As dastango Fawzia explained before her storytelling to a group of 12 and 13-year-olds: Today, more than ever, we need to listen to Gandhiji. We live in such troubled times; there’s so much intolerance, disrespect, violence. That’s why she performs Dastan-e-Gandhi, the story of Gandhi in the dastangoi tradition of storytelling in Urdu. She is the only woman dastango in India at the present time. So, the opportunity that presented itself to watch her and listen to her stories was unique.

She very nearly didn’t present Gandhi that day, although that’s what had been scheduled. The morning session had not gone down well and she was upset. “They’re not interested because they know nothing about Gandhiji,” she said. “Besides, this is a subject close to my heart. I have worked hard at it, and I want his story to reach as many as possible. When the audience doesn’t listen, I feel personally hurt.” She had decided, instead, to do something from Jerome K Jerome or something else that would make a light hour of it. But I begged and pleaded: I have come only to listen to Dastan-e-Gandhi, I said. Please. She relented. “ Sirf aapke liye kar rahi hoon ,” she said. Only for you.

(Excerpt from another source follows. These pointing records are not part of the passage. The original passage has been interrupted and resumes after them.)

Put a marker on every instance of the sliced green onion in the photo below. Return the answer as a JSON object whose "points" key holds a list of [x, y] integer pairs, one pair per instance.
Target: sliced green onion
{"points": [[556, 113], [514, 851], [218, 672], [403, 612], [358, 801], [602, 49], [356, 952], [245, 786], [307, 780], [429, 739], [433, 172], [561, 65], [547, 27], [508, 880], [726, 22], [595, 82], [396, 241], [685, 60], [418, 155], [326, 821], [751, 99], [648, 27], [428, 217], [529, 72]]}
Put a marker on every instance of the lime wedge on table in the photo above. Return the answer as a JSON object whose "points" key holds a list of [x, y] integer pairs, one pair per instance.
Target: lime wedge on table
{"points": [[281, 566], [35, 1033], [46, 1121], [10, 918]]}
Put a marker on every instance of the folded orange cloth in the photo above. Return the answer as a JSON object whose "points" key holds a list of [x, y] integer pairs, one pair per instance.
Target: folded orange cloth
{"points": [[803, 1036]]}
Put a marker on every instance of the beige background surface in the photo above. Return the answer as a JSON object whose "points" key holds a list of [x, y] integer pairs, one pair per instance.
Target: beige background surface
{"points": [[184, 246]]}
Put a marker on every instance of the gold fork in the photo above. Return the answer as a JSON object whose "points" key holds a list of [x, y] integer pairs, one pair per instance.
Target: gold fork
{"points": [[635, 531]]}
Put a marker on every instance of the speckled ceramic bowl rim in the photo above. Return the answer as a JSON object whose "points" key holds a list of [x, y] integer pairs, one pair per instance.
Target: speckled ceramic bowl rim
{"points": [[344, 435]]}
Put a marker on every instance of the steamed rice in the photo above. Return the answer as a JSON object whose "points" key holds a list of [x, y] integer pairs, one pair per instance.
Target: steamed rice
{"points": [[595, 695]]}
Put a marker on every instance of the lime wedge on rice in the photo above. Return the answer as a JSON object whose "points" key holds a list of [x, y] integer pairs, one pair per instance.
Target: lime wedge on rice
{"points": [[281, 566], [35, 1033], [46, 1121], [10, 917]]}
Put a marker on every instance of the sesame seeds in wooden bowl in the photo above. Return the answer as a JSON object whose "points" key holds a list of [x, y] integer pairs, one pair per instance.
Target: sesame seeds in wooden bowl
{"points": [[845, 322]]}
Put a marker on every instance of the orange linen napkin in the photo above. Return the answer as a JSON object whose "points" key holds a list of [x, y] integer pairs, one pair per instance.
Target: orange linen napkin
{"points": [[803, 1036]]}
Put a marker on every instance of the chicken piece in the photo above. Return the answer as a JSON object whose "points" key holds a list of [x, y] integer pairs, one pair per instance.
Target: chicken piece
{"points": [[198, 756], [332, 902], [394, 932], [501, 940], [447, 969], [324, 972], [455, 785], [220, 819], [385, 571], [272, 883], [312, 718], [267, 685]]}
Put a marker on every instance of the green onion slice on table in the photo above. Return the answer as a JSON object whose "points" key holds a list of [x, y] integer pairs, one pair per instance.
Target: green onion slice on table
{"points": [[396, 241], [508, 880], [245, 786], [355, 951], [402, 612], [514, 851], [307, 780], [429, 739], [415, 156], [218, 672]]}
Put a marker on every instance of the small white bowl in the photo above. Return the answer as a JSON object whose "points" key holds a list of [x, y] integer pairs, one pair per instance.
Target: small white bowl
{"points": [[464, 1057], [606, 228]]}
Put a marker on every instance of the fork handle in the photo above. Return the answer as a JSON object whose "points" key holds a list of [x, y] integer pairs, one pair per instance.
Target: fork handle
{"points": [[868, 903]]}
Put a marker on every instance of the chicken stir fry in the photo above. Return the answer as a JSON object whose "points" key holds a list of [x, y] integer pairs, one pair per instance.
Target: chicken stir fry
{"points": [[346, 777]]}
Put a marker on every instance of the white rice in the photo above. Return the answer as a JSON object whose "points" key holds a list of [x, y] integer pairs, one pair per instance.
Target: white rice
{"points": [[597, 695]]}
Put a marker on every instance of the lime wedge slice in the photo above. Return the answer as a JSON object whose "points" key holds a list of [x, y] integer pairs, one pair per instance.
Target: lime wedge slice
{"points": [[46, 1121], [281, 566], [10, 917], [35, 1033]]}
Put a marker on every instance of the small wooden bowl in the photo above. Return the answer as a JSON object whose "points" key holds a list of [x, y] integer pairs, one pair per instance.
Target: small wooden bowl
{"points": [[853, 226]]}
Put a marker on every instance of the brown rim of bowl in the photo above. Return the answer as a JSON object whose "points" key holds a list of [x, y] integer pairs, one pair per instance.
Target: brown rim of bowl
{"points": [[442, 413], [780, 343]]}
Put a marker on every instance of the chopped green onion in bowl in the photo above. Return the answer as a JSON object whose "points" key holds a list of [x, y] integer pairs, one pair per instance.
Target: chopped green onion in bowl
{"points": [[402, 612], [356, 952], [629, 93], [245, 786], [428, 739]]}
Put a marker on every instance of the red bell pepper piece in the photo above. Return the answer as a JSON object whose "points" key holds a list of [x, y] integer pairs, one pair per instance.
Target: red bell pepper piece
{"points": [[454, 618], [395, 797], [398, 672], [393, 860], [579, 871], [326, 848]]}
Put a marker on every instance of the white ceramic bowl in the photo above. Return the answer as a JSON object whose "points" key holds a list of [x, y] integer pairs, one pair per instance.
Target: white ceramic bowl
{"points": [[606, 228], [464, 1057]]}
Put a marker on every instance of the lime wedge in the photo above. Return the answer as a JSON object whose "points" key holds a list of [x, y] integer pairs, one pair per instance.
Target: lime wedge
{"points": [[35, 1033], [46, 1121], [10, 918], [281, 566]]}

And what a session that was. Storyteller Kamal Pruthi, artistic director of Kabuliwala, who had himself done a great interactive session with a large group of children with a story from Mulla Nasruddin just a little earlier, stepped in to introduce Fawzia, and fellow dastango Firoze, animator Chetan Sharma, his wife Prajakta and I were, by the end of the hour, choked with emotion — it wasn’t just the story of Gandhi, which is amazing no matter how many times you hear it. It was also the beauty and power of the telling. Now I don’t know Urdu, but I’ve discovered that when you listen with all your senses, you begin to understand. Listening to Hindi film songs also helps. We understood then why Fawzia had been so upset: it wasn’t artistic temperament, it was passion.

The passion of storytelling

That’s what storytelling is about. Passion. Truth-telling. Discovering yourself. Finding the core. Today, storytelling is used in every field. It can get moralistic, glib, manipulative. But fundamentally, stories are about people, about life and life forms and living. Stories unravel relationships. They explore feelings. Stories point you in directions. They entertain, but deep down, they inspire. Which is why sharing stories is so important.

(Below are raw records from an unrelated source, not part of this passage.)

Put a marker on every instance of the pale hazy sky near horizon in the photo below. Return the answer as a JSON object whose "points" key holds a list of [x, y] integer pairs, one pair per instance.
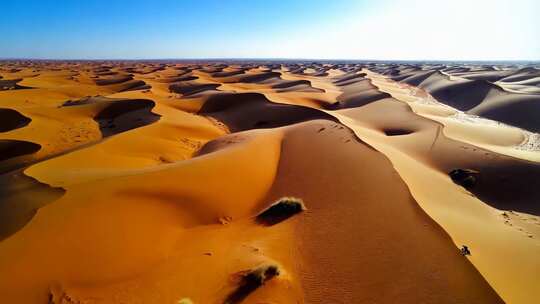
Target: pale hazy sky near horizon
{"points": [[316, 29]]}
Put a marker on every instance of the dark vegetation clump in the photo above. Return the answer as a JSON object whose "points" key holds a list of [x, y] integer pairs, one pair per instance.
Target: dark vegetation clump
{"points": [[466, 178], [281, 210], [251, 281]]}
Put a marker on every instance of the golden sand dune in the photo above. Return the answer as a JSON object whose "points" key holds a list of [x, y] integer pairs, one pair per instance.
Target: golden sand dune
{"points": [[268, 182]]}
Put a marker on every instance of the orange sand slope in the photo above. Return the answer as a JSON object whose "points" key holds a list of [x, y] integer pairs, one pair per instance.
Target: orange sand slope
{"points": [[268, 182]]}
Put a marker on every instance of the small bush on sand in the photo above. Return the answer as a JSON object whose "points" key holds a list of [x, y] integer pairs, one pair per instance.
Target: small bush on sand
{"points": [[251, 281], [281, 210], [466, 178]]}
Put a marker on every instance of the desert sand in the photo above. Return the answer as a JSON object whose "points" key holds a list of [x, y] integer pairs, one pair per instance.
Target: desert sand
{"points": [[269, 182]]}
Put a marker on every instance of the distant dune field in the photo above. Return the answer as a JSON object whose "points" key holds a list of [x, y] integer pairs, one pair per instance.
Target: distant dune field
{"points": [[269, 182]]}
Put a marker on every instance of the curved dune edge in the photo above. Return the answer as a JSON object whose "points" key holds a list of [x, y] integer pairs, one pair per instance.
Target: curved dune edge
{"points": [[468, 220], [151, 185], [363, 246], [471, 130], [506, 279], [168, 207]]}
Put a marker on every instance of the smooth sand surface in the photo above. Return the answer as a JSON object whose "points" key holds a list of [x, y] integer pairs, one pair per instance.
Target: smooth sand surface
{"points": [[141, 182]]}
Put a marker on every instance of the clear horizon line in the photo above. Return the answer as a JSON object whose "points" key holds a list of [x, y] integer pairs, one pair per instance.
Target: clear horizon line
{"points": [[265, 59]]}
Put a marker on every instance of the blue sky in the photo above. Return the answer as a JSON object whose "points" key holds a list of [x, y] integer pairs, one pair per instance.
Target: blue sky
{"points": [[346, 29]]}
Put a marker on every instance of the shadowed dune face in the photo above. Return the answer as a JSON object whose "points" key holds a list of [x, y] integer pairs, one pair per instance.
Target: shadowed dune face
{"points": [[22, 196], [121, 116], [15, 153], [11, 119], [510, 96], [254, 111], [268, 182], [187, 88], [351, 236], [11, 85]]}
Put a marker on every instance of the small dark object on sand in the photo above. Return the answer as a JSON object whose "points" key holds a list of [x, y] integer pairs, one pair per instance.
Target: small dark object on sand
{"points": [[251, 281], [464, 177], [281, 210]]}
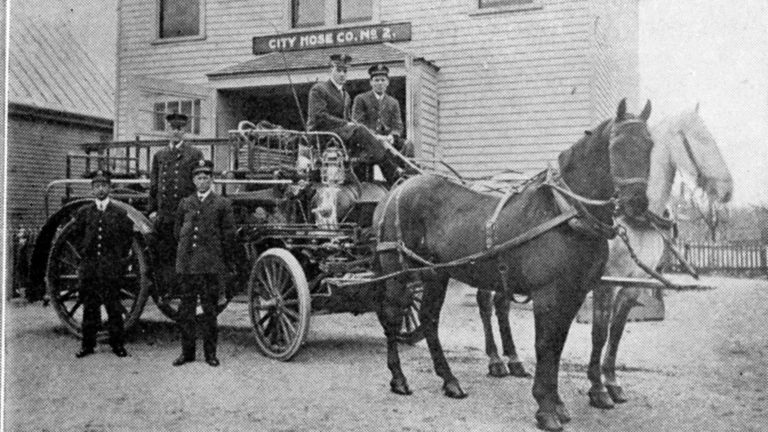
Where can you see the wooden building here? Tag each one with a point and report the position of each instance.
(58, 98)
(485, 85)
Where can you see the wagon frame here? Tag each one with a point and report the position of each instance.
(288, 267)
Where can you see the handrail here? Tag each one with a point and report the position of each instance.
(146, 182)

Deepak Dalal, an ardent nature lover and conservationist based in Pune has written umpteen books on environment-related themes. He shared films about birds; local naturalists Tahir and Hamad took the children through birds found in Kashmir. As the pictures came on, the children chorused the names of those they knew: Haer! (mynah), Chaer! (female sparrow, the male is Kaantur), Satut! (hoopoe). They learned the names of others: Hazoor Dastan (blue whistling thrush), Safaed Daeb Bai (literally, dhobi ’s wife, white wagtail), Sheene Pipin (streaked laughing thrush), Laet Raaze (yellow-billed blue magpie), Katij or Ababeel (barn swallow), Gaanth (black kite), Tchini Hangur (common starling), Raate mogul (Eurasian owl). Of course, everybody knew the Kaav and the Kol Toonch, the crow and the kingfisher!

Imagine, Deepak said, imagine if you were a bird and you could go anywhere you wanted anytime and then shared stories of their amazing intelligence and flight and strength and endurance through the toughest terrain and the harshest weather conditions. Much like what the people of Kashmir have been enduring for so many years.

Life goes on...

Still, when you walk through Nishat Bagh or go up to Pari Mahal, you see groups of young people, laughing, chatting, sharing cups of tea. There were so many groups of young men, singing together to the accompaniment of a guitar. Just a day earlier, Adnan Sami had held a concert and roads had been blocked. Life has to go on even through struggles and pain and the possibility of gunfire anytime, anywhere.

How do we explain the presence of tragedy and deprivation amid such beauty?